Track inventory by row, shelf, and bin so you always know where to find items when it comes time to pick them.
You don’t need to hire dozens of warehouse workers to manage a warehouse. If you use barcode scanners and warehouse management software, you can keep your warehouse running smoothly with as few as a handful of workers. As long as they’re properly trained on the software and inventory procedures, a small group can get just as much done as a large one, if not more.
The Right Tools
Having the right tools is the key to success in each of the above areas of warehouse management. By automating as many processes as possible, you can do more with less and keep costs down in terms of how much you spend on inventory and how much you spend on your workforce.
HOW DO I TRACK INVENTORY IN MULTIPLE LOCATIONS?
The answer to this question is actually quite simple: Use inventory tracking software. That might seem oversimplified, but the fact is that pretty much everything you need to handle the complexity of multiple locations is found in advanced inventory tracking system.
This software allows you to:
- Check inventory levels at each location.
- Integrate with UPS, FedEx, USPS, and other major couriers to get shipments out the door fast.
- Transfer items from one place to another if one warehouse has a shortage and the other has an excess.
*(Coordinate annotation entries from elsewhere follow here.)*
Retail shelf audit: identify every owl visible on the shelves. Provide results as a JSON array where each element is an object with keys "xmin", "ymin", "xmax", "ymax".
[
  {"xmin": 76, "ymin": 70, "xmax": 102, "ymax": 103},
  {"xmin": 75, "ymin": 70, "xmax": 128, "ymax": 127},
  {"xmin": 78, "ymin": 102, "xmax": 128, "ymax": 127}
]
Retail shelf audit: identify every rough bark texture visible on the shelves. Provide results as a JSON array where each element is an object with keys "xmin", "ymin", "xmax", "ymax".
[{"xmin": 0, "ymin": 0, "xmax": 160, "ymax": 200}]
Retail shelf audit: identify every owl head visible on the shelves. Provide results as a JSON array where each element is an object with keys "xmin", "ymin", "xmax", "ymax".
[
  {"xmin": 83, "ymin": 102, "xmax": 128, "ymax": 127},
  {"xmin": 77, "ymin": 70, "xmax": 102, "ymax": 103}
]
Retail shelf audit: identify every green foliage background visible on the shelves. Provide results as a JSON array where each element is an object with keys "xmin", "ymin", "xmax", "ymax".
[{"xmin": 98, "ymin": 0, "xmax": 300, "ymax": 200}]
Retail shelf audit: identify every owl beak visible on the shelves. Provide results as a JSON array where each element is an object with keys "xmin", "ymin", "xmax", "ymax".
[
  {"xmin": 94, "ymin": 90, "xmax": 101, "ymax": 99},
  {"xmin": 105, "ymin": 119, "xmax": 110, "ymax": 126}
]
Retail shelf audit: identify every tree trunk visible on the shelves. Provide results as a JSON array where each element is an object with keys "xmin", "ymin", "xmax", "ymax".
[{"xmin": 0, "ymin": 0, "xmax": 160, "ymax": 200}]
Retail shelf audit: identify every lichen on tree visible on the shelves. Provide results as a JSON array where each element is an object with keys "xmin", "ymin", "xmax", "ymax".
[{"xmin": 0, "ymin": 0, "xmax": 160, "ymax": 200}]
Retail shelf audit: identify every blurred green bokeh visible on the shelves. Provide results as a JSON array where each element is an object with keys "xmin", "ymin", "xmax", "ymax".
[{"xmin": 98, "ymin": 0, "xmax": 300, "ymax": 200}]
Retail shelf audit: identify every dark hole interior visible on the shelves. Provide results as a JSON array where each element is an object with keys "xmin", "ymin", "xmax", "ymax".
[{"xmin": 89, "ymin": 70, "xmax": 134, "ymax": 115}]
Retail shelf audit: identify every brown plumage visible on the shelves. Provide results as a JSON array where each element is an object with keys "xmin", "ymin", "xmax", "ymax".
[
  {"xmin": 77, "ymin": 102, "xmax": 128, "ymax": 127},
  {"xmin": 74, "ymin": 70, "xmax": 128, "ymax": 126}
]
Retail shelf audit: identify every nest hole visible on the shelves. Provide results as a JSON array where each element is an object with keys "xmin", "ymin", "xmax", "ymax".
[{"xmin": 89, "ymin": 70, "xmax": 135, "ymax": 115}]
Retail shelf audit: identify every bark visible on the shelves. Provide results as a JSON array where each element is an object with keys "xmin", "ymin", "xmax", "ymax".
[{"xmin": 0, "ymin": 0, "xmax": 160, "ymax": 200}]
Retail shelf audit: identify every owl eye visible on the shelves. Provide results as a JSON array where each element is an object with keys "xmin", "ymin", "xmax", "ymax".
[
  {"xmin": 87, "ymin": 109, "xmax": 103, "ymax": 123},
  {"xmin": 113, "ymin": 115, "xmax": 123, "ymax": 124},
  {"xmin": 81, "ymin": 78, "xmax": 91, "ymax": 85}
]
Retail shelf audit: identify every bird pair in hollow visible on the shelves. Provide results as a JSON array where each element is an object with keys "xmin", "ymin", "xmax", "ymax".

- Monitor long-term trends to see which locations sell more of a certain product and, thus, where more of that product should be stored.
- Ensure shipments arrive at their destinations on time. If a supply chain gets disrupted, you’ll hear about it quickly so you can resolve the problem.
- Use wireless barcode scanners to order, receive, and cycle count inventory in each location.
- Quickly update your inventory data on a per-location basis so you always know where it stands at any given moment.
- Automatically update your accounting records in QuickBooks after transactions are made.
In summary, to track your inventory in multiple locations, all you need is a good inventory tracking solution, some training on how to use it, and some elbow grease to put it into practice.
HOW DO I GET THE BEST VALUE FOR MY MONEY WITH INVENTORY CONTROL SOFTWARE?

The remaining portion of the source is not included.